Bees are the smallest of the stinging insects. Adult worker bees range from 1/2 to 5/8 inches long, while queen bees can reach up to 3/4 inch long.
Bee Sting Risks
Bee stings can cause side effects such as pain, irritation, allergic reactions, infections, nausea, and vomiting, and sometimes even death in infants, children, the elderly, and the immunocompromised. Bees and other stinging insects are especially active from midsummer to early fall, and send over 500,000 people to emergency rooms each year.
Never attempt a DIY bee treatment or approach a bee colony, hive, or swarm without first contacting a licensed pest controller or putting on full protective equipment such as a complete bee suit. Only a licensed pest controller should perform a bee extermination. Periodically check for bees and other stinging insects, and have an action plan in place should they appear.
Surviving Bee Attacks
If you are attacked by bees, run for immediate shelter inside a vehicle or a building, and then begin to remove any stingers. If you see someone else being attacked by bees, advise them to seek shelter, but do not assist unless you are in a full bee suit, since angry bees will also attack anyone they think is helping their attacker.
Bee Sting First Aid
If you are providing first aid to someone who has experienced a bee sting, the first step is to quickly remove the stinger. When removing the stinger, avoid pinching the stinger with tweezers or pliers but pop it out with something solid and flat like a credit card.
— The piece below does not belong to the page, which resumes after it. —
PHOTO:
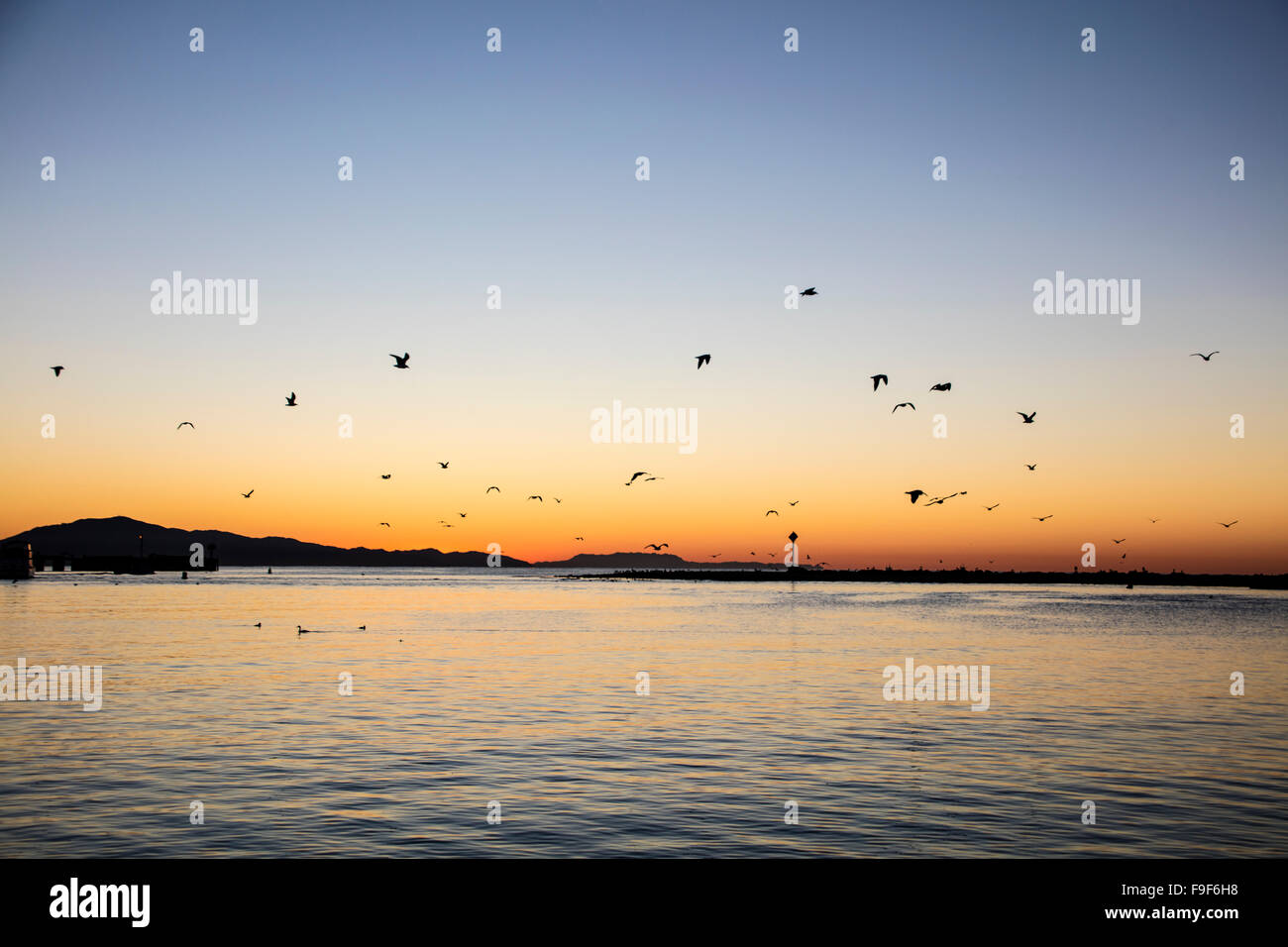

After removing the bee stinger, do not pierce, rub, or scratch the affected area, since that causes the venom from the sting to spread. Once the stingers have been completely removed, remove all contaminated clothing. Cleanse the site of the sting with soap and warm water, and apply an antiseptic and a cold compress to reduce pain and swelling. If stung multiple times, remove all stingers before washing the affected areas.
Anaphylaxis
If the bee sting victim was been stung more than 10 times, is feeling nauseated or ill, or if the reaction is more swollen than a small skin welt, seek immediate medical attention. In situations where a person’s immune system overreacts or underreacts to bee stings, anaphylaxis can cause unconsciousness or death.
Bee Extermination Services
Pest Bee Treatments
To achieve the best bee extermination results during our bee treatment, we apply special-purpose insecticides such as Stryker Bee, Wasp, and Hornet Killer or Stryker 54 to kill the entire bee colony, including the queen bee. Depending on the species of bee, we may also apply other effective pesticides such as Tempo Dust or PT Bee, Wasp, & Hornet.
For indoor infestations, we may choose to apply Stryker 54, LambdaStar Ultra Cap 9.7, PT 565, D-Fense Dust, or Cyper WSP instead.
Bee Prevention
Bees are not naturally inclined to be aggressive, even when they swarm. They will not attack unless they feel trapped or threatened. Bees are defensive animals and will attack only if they feel that their colony or hive has been threatened.
To prevent bee infestations, ask your exterminator to look for and eliminate undesirable potential or actual hive locations. If beehive locations are properly managed, bees will leave you alone.